Citing severe droughts in California, Mr. Gore said special interest groups are confusing people by spreading misinformation. He described the power plant industry as “doing exactly what the tobacco industry did 40 years ago,” hiring actors to assure the public that cigarette smoking was not hazardous to health.
But the good news, he said, is that in 79 countries, the cost of solar electricity is equal to or less than the cost from other sources. “This is truly a revolution in the making,” he said. “This revolution is unstoppable. But we are in a race, and we need to accelerate the pace. I want to urge you to be a part of that race.”

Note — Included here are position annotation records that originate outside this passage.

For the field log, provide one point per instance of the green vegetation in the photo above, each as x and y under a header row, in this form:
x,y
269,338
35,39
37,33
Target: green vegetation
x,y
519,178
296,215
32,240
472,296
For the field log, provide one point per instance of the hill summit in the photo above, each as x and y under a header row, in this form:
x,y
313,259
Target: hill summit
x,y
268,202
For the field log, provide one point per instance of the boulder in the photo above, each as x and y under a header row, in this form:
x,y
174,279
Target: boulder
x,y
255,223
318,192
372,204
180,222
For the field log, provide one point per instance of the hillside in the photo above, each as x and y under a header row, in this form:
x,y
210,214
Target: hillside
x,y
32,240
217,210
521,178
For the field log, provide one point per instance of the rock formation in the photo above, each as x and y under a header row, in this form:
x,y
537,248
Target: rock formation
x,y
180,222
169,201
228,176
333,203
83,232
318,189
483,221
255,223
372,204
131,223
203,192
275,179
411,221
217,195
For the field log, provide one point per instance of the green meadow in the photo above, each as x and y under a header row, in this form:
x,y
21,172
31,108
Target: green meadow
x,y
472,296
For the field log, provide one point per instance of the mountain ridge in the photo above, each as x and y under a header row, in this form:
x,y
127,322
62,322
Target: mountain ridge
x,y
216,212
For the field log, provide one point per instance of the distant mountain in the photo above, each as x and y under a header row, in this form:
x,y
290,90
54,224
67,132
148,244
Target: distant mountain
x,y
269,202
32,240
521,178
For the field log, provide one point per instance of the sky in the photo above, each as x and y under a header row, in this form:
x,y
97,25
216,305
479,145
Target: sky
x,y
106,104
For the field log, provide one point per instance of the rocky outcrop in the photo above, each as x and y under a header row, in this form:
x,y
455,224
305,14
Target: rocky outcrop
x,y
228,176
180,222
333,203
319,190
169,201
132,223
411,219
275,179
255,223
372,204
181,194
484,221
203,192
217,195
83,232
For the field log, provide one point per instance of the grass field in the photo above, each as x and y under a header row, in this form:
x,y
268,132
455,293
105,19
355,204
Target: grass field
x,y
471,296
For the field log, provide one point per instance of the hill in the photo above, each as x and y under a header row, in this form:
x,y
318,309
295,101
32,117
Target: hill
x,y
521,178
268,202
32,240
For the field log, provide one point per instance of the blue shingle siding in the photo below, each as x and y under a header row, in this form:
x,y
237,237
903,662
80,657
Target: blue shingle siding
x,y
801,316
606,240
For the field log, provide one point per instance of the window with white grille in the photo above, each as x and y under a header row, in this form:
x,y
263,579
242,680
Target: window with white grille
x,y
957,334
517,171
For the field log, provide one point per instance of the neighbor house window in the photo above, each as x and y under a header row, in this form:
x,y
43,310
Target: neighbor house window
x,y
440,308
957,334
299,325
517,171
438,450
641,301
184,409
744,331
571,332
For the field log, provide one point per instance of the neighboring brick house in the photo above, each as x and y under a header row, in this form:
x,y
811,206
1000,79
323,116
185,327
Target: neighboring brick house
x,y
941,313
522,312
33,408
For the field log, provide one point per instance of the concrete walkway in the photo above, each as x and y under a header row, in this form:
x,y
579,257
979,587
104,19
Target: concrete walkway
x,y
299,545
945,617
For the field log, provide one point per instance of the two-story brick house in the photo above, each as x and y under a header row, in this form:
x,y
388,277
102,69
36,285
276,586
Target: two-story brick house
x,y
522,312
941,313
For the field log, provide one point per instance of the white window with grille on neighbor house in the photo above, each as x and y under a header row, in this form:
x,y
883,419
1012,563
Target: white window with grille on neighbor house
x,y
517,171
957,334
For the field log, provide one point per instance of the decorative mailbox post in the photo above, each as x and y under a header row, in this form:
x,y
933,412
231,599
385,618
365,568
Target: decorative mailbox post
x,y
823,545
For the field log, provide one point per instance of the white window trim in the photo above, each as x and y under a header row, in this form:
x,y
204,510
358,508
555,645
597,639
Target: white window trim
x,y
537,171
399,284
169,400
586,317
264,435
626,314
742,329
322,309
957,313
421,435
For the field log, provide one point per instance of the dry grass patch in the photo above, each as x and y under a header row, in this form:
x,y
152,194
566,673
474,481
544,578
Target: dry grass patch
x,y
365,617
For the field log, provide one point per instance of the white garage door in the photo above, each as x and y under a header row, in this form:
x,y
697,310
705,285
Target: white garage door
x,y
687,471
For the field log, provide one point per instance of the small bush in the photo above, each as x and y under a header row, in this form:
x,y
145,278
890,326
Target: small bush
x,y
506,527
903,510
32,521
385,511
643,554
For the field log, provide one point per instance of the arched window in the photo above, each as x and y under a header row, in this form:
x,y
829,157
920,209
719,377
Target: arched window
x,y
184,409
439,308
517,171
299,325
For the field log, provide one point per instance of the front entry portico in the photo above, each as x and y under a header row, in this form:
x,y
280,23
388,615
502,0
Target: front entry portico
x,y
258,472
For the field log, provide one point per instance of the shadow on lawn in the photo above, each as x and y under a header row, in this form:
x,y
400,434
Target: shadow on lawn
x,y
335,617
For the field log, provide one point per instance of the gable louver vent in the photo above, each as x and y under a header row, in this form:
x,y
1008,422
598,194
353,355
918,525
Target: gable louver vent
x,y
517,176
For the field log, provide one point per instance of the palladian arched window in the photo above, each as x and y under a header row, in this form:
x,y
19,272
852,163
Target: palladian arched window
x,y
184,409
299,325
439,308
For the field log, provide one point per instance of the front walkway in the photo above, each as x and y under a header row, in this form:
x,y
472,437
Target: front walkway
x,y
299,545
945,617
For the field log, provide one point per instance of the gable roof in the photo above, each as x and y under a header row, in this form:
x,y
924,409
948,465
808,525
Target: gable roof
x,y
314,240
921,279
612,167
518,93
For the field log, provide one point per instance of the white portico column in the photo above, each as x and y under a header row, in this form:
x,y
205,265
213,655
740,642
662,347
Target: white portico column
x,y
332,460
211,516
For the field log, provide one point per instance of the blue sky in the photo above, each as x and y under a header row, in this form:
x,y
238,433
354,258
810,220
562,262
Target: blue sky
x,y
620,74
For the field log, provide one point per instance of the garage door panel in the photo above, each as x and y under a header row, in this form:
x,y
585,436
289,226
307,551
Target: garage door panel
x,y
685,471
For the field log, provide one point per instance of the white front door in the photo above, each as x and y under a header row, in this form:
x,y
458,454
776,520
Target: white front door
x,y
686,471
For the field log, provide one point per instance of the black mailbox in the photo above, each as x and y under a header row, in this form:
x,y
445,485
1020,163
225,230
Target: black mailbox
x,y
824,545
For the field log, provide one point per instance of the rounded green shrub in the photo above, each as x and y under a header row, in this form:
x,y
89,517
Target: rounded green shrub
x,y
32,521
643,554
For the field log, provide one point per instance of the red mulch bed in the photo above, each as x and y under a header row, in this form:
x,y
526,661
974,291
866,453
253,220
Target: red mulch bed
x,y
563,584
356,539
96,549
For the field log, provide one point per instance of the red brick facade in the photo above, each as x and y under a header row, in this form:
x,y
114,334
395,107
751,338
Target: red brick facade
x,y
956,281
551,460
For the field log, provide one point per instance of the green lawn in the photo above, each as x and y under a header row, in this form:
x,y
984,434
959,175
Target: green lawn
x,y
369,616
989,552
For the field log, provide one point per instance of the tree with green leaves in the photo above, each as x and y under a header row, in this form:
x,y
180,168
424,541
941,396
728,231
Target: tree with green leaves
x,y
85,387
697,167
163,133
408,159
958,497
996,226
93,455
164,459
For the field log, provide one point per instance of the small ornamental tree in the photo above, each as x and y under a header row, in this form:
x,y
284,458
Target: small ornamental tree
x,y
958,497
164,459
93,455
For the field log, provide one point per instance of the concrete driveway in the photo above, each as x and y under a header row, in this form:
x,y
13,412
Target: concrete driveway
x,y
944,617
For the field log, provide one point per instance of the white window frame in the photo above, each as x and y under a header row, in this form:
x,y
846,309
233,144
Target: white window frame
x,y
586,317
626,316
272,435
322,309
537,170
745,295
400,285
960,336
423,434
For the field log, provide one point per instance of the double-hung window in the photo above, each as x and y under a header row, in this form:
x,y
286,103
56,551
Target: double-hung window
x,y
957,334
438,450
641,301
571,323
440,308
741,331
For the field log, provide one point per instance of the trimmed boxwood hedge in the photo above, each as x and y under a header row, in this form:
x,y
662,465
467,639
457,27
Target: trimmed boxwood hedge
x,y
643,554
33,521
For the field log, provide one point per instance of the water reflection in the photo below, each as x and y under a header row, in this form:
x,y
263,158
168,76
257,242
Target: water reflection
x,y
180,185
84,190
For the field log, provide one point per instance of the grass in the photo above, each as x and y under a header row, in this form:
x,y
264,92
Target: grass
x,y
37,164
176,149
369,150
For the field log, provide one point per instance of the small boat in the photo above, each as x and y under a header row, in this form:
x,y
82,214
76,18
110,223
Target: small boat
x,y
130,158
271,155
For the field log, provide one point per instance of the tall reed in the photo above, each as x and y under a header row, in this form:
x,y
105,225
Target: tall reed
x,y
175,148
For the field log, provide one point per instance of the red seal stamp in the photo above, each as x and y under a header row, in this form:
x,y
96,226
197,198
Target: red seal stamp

Mr. Gore recommended that the University not invest in stocks for carbon-intensive companies. He compared the changing of attitudes toward environmental issues with changes he saw in his youth in thoughts about racism. “We’re winning that conversation,” he said. “But we’ve got a ways to go. We’ve got everything we need. The will to act is itself a renewable resource.”
Urging students to be pro-active, he said those who attend the University in future decades will look back on the current era and ask one of two questions. “If they are struggling with the kinds of horrific consequences scientists have been warning about, they will ask, ‘What were you thinking? Why didn’t you act?’”
But if changes have been made to create “a low carbon world,” he continued, people will look back and ask, “How did you shake off the lethargy and find the moral courage to rise up and make the changes that were so essential?”